The genetic diversity and population history of East Asia, which was a site of early plant and animal domestication, is not well understood, in part due to limited sampling of present-day individuals and a lack of ancient DNA samples.

Combining genetic data from 166 ancient East Asians and 46 present-day groups, an international team of researchers has now begun to test theories of how East Asian populations formed. As they reported on Monday in Nature, the researchers found early East Asian ancestry derives from a coastal expansion, but also from interior routes. They additionally examined relationships between the spread of ancestry and languages.

"With high-resolution modern and ancient data, we can connect the dots between ancient and modern East Asians," co-first author Chuan-Chao Wang, director of the Institute of Anthropology at Xiamen University in China, said in a statement.

The researchers analyzed DNA collected from 383 modern-day individuals belonging to 46 populations from China and Nepal. At the same time, they generated genetic data for samples from 166 ancient individuals who lived throughout East Asia between about 8,000 years ago and 1,000 years ago. They further folded previously published data from 1,079 ancient individuals and 3,265 present-day individuals into their analyses.

The early peopling of East Asia has been a source of debate, the researchers noted. Some scientists have suggested a coastal expansion and others an interior one. Through their modeling, Wang and colleagues found that much of East Asia ancestry can be considered to be a mixture of two ancient populations: an group related to the 40,000-year-old Tianyuan Cave individual — one of the two pre-Ice Age individuals found in East Asia — and a lineage related to Indigenous Andaman Islanders, the Onge.

The Onge contribution, the researchers noted, is more concentrated among coastal populations, while the Tianyuan-related ancestry is found more in the interior, indicating the peopling of East Asia may have followed both coastal and interior routes.

The researchers also investigated whether farming and languages spread together in East Asia. In particular, they focused on the Transeurasian hypothesis that suggests that Mongolic, Turkic, Tungusic, Koreanic, and Japonic language families descended from proto-language linked to the expansion of millet farmers from near the West Liao River in northeastern China west to Mongolia, north toward Siberia, and east toward Korea and Japan. 

In their analysis, they found that present-day populations speaking these languages have some shared genetic ancestry linked to the Tianyuan lineage, but that Mongolic, Turkic, and Tungusic speakers do not appear to harbor a signature of West Liao River farmer ancestry. However, Korean and Japanese populations do appear to have West Liao River farmer ancestry.

At the same time, the researchers noted that Tibetans and Han Chinese — Sino-Tibetan language speakers — have ancestry linked to a population closely related to Yellow River farmers, and underscored genetic ties linked to the spread of rice farming in East Asia and Southeast Asia.

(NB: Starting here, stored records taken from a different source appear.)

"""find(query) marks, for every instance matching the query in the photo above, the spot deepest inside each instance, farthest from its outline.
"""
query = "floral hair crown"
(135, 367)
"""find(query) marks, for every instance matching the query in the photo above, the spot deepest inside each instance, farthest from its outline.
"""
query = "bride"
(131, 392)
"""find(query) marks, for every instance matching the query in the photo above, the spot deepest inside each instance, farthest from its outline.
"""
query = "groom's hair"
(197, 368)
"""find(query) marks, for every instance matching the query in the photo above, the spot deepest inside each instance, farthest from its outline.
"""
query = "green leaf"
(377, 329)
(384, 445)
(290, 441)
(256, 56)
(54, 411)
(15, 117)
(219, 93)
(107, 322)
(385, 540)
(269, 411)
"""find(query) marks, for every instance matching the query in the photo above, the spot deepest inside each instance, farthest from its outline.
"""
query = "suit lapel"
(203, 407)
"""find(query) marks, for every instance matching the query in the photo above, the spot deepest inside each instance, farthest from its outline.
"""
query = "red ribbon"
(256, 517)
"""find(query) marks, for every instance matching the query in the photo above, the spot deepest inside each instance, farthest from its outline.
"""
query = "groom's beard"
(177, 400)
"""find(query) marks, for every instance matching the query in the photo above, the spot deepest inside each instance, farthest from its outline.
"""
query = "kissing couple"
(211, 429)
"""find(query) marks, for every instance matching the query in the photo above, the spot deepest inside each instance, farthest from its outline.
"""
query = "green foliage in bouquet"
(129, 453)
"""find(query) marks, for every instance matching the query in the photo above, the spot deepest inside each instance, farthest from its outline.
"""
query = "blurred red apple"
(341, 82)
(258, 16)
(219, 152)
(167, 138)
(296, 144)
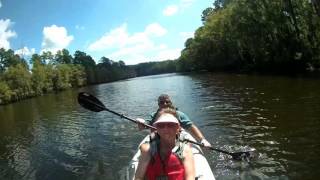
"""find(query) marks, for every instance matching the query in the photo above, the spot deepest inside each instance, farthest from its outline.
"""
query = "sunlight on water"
(52, 137)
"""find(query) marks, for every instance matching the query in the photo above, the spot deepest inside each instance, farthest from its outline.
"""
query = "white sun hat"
(167, 118)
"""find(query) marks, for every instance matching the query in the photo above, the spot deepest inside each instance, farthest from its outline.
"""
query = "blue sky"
(133, 31)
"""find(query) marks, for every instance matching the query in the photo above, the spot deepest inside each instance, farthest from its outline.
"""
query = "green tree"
(63, 57)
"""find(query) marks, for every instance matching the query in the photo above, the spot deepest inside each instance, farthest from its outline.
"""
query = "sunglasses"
(164, 101)
(166, 125)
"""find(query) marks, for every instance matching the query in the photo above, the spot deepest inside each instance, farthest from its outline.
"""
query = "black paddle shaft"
(235, 155)
(90, 102)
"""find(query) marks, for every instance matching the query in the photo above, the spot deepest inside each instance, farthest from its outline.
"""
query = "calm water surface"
(52, 137)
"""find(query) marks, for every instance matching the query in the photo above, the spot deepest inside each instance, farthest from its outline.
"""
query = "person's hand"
(205, 143)
(141, 123)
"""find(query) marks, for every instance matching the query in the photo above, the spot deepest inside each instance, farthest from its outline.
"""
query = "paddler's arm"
(143, 162)
(188, 163)
(196, 133)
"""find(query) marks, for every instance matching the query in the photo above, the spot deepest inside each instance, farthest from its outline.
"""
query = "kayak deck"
(202, 168)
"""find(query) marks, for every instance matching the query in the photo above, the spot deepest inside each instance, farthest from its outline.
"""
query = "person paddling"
(165, 157)
(164, 102)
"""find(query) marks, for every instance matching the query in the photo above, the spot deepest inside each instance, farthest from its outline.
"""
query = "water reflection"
(52, 137)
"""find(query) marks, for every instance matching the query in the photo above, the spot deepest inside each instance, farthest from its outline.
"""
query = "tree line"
(281, 36)
(53, 72)
(268, 36)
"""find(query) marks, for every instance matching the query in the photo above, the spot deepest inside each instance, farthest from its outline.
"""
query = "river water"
(52, 137)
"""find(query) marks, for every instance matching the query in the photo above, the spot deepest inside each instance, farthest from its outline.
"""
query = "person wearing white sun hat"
(165, 157)
(165, 102)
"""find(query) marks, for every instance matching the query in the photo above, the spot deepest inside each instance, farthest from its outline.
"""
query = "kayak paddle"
(91, 103)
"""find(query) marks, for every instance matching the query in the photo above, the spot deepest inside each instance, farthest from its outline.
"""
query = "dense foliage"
(53, 73)
(280, 36)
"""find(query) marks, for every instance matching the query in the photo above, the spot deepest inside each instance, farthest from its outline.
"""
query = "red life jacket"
(169, 169)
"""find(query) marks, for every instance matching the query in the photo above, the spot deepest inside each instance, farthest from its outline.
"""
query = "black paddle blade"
(90, 102)
(241, 155)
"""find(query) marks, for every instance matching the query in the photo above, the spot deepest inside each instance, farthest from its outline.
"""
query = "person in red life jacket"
(165, 102)
(164, 157)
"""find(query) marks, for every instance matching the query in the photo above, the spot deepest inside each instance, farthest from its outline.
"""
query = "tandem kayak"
(202, 168)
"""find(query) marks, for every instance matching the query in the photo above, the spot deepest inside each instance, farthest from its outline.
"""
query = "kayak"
(202, 168)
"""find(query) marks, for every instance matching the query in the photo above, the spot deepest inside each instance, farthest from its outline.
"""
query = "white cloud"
(186, 35)
(186, 3)
(155, 29)
(116, 38)
(168, 54)
(55, 38)
(5, 33)
(80, 27)
(134, 48)
(25, 51)
(170, 10)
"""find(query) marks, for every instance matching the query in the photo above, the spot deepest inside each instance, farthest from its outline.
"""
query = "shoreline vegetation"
(237, 36)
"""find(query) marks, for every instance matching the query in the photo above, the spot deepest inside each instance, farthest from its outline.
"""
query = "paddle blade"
(242, 155)
(90, 102)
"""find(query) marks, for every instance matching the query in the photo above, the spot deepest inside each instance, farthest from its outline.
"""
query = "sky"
(133, 31)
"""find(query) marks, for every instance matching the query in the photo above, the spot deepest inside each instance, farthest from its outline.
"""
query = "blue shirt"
(184, 120)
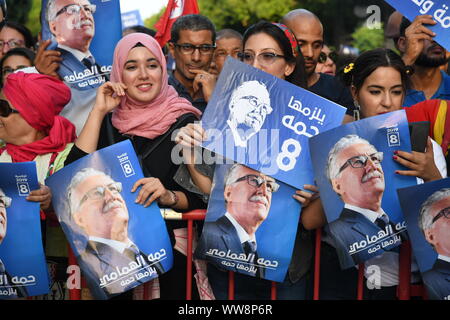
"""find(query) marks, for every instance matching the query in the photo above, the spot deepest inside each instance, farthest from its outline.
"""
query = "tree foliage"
(365, 38)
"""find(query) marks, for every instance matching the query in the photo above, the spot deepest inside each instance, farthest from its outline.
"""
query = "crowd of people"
(43, 119)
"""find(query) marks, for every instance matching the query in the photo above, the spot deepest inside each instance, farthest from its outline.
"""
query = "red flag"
(174, 10)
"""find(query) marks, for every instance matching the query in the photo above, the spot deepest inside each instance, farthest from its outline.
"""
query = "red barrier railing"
(404, 291)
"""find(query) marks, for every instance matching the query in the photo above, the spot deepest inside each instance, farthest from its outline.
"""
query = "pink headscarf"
(153, 118)
(39, 100)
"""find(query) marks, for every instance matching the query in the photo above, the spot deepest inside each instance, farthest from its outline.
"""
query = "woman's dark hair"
(356, 73)
(298, 76)
(24, 31)
(24, 52)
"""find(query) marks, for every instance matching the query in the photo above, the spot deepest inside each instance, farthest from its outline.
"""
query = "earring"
(356, 111)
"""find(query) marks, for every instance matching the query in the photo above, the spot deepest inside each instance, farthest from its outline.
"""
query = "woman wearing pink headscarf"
(145, 109)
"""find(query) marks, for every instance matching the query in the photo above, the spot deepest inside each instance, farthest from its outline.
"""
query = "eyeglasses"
(5, 109)
(7, 70)
(99, 192)
(187, 48)
(257, 181)
(5, 202)
(443, 213)
(332, 55)
(254, 101)
(72, 9)
(264, 58)
(361, 161)
(12, 43)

Mongolia, the researchers reported, has served as a region of admixture between west and east Eurasians. In their analysis, they found four sources of ancestry: East Mongolian hunter-gatherers from 6,000 to 5,000 BC; Neolithic hunter-gatherers from 5,700 BC to 5,400 BC; ancestry linked to the Afanasievo culture, which is related to the Yamnaya steppe pastoralists from about 3,000 BC; and ancestry similar to that of the Sintashta culture that is about two-thirds Yamnaya and one-third European farmers from about 1,400 BC.

"This increases the plausibility of the theory that the Yamnaya expansion was a vector of spread, not only of the ancestors of all spoken Indo-European languages, but also of the early- branching Tocharian languages attested from written records in Iron Age western China," co-senior author Johannes Krause, a director at the Max Planck Institute for Evolutionary Anthropology, said in a statement.